Vu la requête inscrite sous le numéro 18382 du rôle et déposée au greffe du tribunal administratif le 12 juillet 2004 par Maître Louis TINTI, avocat à la Cour, inscrit au tableau de l’Ordre des avocats à Luxembourg, au nom de Monsieur …, né le … à Pristina (Kosovo/Etat de Serbie-Monténégro), de nationalité serbo-monténégrine, demeurant actuellement à L-…, tendant à l’annulation, sinon à la réformation d’une décision du ministre de la Justice du 8 avril 2004, portant rejet de sa demande tendant à la reconnaissance du statut de réfugié comme non fondée, ainsi que d’une décision confirmative prise par ledit ministre le 11 juin 2004 suite à un recours gracieux du demandeur ;

Vu le mémoire en réponse du délégué du gouvernement déposé au greffe du tribunal administratif le 29 septembre 2004 ;

Vu les pièces versées en cause et notamment les décisions critiquées ;

Ouï le juge-rapporteur en son rapport, ainsi que Maître Louis TINTI et Monsieur le délégué du gouvernement Gilles ROTH en leurs plaidoiries respectives.

En date du 6 janvier 2004, Monsieur … introduisit auprès du service compétent du ministère de la Justice une demande en reconnaissance du statut de réfugié au sens de la Convention de Genève du 28 juillet 1951, relative au statut des réfugiés, approuvée par une loi du 20 mai 1953, et du Protocole relatif au statut des réfugiés, fait à New-York, le 31 janvier 1967, approuvé par règlement grand-ducal du 6 janvier 1971, l’ensemble de ces dispositions étant ci-après dénommé « la Convention de Genève ».

Il fut entendu en date du même jour par un agent du service de police judiciaire, section police des étrangers et des jeux, de la police grand-ducale, sur son identité et l’itinéraire suivi pour venir au Luxembourg.

En date du 15 mars 2004, il fut entendu par un agent du ministère de la Justice sur les motifs à la base de sa demande d’asile.

Par décision du 8 avril 2004, lui notifiée par voie de courrier recommandé expédié en date du 15 avril 2004, le ministre de la Justice l’informa que sa demande avait été refusée. Cette décision est libellée comme suit :

« Il ressort du rapport du service de Police Judiciaire qu’en compagnie de votre frère Florim, vous auriez quitté le Kosovo en juillet 2003 pour vous rendre à Tirana/Albanie. Le 4 janvier 2004, vous seriez partis de l’Albanie pour rejoindre Bari/Italie en bateau. Vous auriez ensuite pris place à bord d’un camion qui vous aurait emmenés au Luxembourg.

Vous auriez quitté le Kosovo parce que vous n’y auriez ni travail, ni revenus.

Occasionnellement, il vous arrivait d’effectuer des travaux journaliers.

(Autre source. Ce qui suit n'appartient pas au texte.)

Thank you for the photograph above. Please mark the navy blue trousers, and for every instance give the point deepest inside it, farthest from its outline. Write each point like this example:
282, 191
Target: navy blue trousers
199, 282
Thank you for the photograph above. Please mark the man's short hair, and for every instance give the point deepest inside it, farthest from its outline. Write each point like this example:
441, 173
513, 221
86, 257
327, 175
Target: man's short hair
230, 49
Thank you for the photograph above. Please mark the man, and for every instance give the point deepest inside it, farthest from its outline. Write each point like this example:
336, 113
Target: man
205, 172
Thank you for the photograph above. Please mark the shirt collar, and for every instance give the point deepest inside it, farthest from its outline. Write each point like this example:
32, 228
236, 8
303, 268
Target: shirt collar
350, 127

Vous dites n’avoir pu manger à votre faim au Kosovo. De juillet à décembre 2003, vous auriez séjourné en Albanie où vous auriez travaillé comme ouvrier dans la construction. La personne albanaise qui vous aurait accueilli chez elle vous aurait conseillé de partir ailleurs. Vous indiquez ne pas avoir eu autres problèmes dans votre pays d’origine. Vous affirmez ne pas vous intéresser à la politique et ne pas être membre d’un parti politique.

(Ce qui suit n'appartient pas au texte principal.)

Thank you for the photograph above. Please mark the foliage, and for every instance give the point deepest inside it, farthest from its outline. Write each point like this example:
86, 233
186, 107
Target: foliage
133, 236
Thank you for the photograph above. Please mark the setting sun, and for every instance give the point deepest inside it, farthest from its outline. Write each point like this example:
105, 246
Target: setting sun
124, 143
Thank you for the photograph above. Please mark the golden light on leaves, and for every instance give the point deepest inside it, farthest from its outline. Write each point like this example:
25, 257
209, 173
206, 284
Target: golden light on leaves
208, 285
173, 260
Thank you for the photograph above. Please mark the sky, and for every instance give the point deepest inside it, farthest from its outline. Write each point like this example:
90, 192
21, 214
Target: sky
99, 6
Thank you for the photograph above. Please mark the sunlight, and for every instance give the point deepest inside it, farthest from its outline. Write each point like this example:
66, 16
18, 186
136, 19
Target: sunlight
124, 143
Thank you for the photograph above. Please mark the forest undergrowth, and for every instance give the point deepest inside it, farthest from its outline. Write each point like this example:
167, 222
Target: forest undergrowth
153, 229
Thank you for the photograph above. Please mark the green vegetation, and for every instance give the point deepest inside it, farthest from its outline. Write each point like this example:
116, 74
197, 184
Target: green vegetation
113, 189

Enfin, vous ne faites pas état de persécutions personnelles. Vous souhaitez trouver un emploi au Luxembourg, être logé et nourri.

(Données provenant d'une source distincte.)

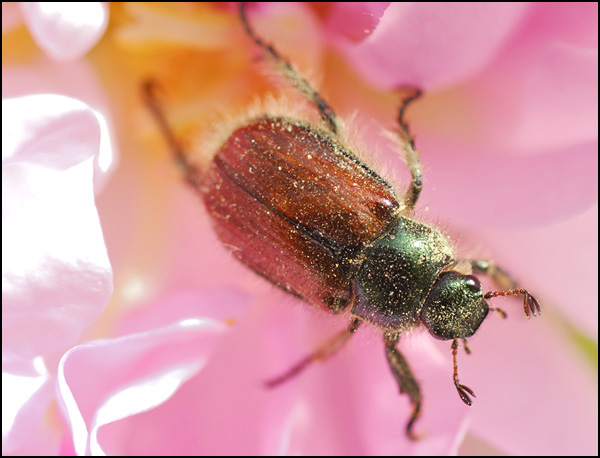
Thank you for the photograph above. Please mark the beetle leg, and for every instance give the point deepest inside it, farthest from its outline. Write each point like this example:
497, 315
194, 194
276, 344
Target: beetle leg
192, 174
410, 153
531, 305
405, 379
296, 79
322, 353
463, 391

Selon l’article 9 de la loi du 3 avril 1996 portant création 1) d’une procédure relative à l’examen d’une demande d’asile ; 2) d’un régime de protection temporaire, « une demande d’asile peut être considérée comme manifestement infondée lorsqu’elle ne répond à aucun des critères de fond définis par la Convention de Genève et le Protocole de New York, si la crainte du demandeur d’asile d’être persécuté dans son propre pays est manifestement dénuée de fondement ou si la demande repose sur une fraude délibérée ou constitue un recours abusif aux procédures en matière d’asile ». Par ailleurs, l’article 3 du règlement grand-ducal du 22 avril 1996 portant application des articles 8 et 9 de la loi du 3 avril 1996 précitée, dispose que « une demande d’asile pourra être considérée comme manifestement infondée lorsque le demandeur n’invoque pas de crainte de persécution du fait de sa race, de sa religion, de sa nationalité, de son appartenance à un groupe social ou de ses opinions politiques comme motif de sa demande ».

Force est de constater que votre demande ne correspond à aucun critère de fond défini par la Convention de Genève et que vous ne faites pas état de persécutions dans votre pays d’origine. Des raisons purement économiques ne sauraient fonder une demande en obtention du statut de réfugié politique car elles ne rentrent pas dans le cadre d’un motif de persécution prévu par la Convention de Genève de 1951. A cela s’ajoute que le Kosovo doit être considéré comme territoire où il n’existe pas en règle générale des risques de persécutions pour les Albanais.

Une demande d’asile qui peut être déclarée manifestement infondée peut, a fortiori, être déclarée non fondée pour les mêmes motifs.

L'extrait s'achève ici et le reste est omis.